Frigate config file /config/config.yaml
:
go2rtc:
streams:
my-rtsp-camera: # <- for RTSP streams
- rtsp://username:[email protected]:554//h264Preview_01_main # <- stream which supports video & aac audio
- ffmpeg:rtsp_cam#audio=opus # <- copy of the stream which transcodes audio to the missing codec (usually will be opus)
cameras:
my-rtsp-camera:
ffmpeg:
hwaccel_args: preset-nvidia-h264
inputs:
- path: rtsp://127.0.0.1:8554/my-rtsp-camera
roles:
- detect
- record
detect:
width: 2560
height: 1440
record:
enabled: true
retain:
days: 7
mode: motion
events:
retain:
default: 14
mode: active_objects
mqtt:
host: mqtt.server.com
detectors:
tensorrt:
type: tensorrt
device: 0 #This is the default, select the first GPU
model:
input_tensor: nchw
input_pixel_format: rgb
width: 320
height: 320
You do not need to download a model. It will automatically configure and build the model that we specified in YOLO_MODELS
environment variable.
$ docker compose up
...
frigate | Creating yolov7-320.cfg and yolov7-320.weights
frigate |
frigate | Done.
frigate | 2024-10-28 04:42:40.009374904 [INFO] Starting go2rtc healthcheck service...
frigate |
frigate | Generating yolov7-320.trt. This may take a few minutes.
...
It will complete generating the model and start Frigate service in a few minutes.
Check GPU Usage
We can see that GPU is used for object detector:

We can also check which processes are being run by the GPU:
Attention: Due to docker limitations nvidia-smi
does not show any process in the LXC or docker containers. Fortunately, it works if we run it on the proxmox host. See the issue for details.

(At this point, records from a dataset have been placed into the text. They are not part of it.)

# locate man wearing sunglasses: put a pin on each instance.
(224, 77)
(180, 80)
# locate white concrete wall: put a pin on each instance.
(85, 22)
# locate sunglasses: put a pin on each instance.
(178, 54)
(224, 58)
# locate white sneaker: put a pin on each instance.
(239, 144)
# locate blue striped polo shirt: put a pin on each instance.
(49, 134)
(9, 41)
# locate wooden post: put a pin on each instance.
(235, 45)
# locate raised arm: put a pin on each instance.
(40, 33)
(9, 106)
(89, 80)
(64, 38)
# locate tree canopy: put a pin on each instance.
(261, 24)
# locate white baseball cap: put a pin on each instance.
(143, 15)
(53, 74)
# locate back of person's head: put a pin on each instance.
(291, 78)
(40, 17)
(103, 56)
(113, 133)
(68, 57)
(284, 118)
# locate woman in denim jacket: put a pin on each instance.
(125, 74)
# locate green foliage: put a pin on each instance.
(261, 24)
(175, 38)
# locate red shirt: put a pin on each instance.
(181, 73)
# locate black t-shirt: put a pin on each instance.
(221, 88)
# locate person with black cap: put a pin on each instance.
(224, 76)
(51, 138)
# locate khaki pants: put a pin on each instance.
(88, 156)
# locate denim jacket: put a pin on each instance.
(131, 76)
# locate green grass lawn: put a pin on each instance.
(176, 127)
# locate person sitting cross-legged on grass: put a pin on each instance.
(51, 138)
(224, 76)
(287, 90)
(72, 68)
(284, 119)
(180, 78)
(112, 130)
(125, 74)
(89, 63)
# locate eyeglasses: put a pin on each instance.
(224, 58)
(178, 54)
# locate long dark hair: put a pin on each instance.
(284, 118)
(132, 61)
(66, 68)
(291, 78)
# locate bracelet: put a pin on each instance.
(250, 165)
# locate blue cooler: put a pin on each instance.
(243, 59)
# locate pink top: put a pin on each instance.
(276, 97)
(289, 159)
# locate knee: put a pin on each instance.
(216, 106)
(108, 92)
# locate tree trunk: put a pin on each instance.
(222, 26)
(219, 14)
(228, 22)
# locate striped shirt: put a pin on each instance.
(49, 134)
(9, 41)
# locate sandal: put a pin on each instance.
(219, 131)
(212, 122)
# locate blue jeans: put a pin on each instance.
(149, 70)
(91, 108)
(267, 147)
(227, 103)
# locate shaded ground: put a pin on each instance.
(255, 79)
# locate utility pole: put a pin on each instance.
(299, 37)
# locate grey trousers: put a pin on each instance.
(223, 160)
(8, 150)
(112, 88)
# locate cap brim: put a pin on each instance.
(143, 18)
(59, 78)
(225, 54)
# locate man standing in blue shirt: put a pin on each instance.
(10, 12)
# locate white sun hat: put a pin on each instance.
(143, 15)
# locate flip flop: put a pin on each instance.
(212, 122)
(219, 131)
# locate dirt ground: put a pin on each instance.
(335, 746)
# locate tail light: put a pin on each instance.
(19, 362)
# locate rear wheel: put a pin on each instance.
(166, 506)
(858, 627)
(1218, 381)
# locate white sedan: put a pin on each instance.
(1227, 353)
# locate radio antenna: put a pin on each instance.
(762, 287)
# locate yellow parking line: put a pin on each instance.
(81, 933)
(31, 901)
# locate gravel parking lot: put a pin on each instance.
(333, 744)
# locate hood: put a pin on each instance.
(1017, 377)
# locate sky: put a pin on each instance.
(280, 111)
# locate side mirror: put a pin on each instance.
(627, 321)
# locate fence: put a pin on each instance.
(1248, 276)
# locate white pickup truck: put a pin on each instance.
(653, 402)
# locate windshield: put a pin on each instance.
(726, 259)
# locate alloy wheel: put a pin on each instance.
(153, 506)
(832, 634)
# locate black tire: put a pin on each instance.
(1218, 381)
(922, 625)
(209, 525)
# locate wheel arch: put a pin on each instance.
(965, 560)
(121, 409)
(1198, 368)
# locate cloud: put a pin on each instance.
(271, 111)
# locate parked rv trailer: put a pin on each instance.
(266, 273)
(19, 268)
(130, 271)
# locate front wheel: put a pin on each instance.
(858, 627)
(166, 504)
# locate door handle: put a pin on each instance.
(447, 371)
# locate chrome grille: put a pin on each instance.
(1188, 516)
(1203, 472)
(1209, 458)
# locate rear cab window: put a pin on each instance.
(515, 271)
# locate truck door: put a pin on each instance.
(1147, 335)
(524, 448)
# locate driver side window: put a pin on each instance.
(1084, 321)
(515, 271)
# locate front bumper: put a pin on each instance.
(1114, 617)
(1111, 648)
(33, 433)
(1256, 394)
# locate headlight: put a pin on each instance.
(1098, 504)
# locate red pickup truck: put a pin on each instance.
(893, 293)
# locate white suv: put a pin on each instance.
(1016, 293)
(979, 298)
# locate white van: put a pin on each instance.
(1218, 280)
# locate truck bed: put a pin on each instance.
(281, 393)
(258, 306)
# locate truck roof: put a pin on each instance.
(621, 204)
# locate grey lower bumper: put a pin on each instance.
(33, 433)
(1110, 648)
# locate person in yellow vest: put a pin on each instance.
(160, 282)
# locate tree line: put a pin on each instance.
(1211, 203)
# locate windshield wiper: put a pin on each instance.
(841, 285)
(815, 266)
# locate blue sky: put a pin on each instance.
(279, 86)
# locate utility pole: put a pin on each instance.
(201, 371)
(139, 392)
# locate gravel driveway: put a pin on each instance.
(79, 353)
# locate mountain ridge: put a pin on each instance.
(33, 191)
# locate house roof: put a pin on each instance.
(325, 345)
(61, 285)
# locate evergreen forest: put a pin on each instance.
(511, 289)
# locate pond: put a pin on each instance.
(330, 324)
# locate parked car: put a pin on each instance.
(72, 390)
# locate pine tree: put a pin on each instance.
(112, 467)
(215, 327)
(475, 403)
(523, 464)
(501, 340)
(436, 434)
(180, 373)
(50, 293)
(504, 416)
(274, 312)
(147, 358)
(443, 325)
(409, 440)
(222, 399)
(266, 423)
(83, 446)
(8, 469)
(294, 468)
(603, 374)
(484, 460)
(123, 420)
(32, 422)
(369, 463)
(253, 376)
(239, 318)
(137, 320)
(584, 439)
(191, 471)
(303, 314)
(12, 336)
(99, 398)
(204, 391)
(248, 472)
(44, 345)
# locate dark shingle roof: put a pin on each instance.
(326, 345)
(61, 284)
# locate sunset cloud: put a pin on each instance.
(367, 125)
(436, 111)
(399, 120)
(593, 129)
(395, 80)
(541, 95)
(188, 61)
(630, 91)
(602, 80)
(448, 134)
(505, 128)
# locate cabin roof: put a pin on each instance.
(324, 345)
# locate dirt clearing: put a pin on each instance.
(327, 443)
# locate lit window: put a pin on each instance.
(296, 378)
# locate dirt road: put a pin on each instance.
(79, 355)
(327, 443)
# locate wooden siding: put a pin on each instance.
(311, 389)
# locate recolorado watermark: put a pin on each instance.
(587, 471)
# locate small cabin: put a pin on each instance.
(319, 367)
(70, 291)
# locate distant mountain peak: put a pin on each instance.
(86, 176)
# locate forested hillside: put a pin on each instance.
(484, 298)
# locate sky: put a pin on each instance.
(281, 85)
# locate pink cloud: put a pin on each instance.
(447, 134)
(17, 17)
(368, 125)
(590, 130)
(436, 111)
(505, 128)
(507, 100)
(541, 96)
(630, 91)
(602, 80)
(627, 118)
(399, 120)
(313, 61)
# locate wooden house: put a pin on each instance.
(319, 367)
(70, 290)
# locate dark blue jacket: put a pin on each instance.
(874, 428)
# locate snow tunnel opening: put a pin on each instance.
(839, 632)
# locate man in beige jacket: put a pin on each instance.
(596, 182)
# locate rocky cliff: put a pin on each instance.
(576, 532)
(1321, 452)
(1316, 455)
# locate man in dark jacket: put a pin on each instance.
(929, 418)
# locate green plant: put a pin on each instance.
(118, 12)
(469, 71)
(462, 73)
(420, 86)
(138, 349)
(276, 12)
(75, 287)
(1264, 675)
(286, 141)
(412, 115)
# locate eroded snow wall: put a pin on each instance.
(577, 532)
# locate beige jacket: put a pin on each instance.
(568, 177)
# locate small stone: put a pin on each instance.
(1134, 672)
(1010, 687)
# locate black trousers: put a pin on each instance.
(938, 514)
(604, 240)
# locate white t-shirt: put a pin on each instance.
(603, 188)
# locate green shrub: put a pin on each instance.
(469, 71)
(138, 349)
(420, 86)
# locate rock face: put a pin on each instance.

# We are in the proxmox host console
$ nvidia-smi
Mon Oct 28 00:12:04 2024
+-----------------------------------------------------------------------------------------+
| NVIDIA-SMI 550.127.05 Driver Version: 550.127.05 CUDA Version: 12.4 |
|-----------------------------------------+------------------------+----------------------+
| GPU Name Persistence-M | Bus-Id Disp.A | Volatile Uncorr. ECC |
| Fan Temp Perf Pwr:Usage/Cap | Memory-Usage | GPU-Util Compute M. |
| | | MIG M. |
|=========================================+========================+======================|
| 0 NVIDIA GeForce GTX 1070 Off | 00000000:01:00.0 Off | N/A |
| 26% 52C P2 37W / 180W | 653MiB / 8192MiB | 0% Default |
| | | N/A |
+-----------------------------------------+------------------------+----------------------+
+-----------------------------------------------------------------------------------------+
| Processes: |
| GPU GI CI PID Type Process name GPU Memory |
| ID ID Usage |
|=========================================================================================|
| 0 N/A N/A 35963 C frigate.detector.tensorrt 320MiB |
| 0 N/A N/A 36001 C ffmpeg 330MiB |
+-----------------------------------------------------------------------------------------+
Notice that GPU is handling both object detection and H.264 decoding with ffmpeg.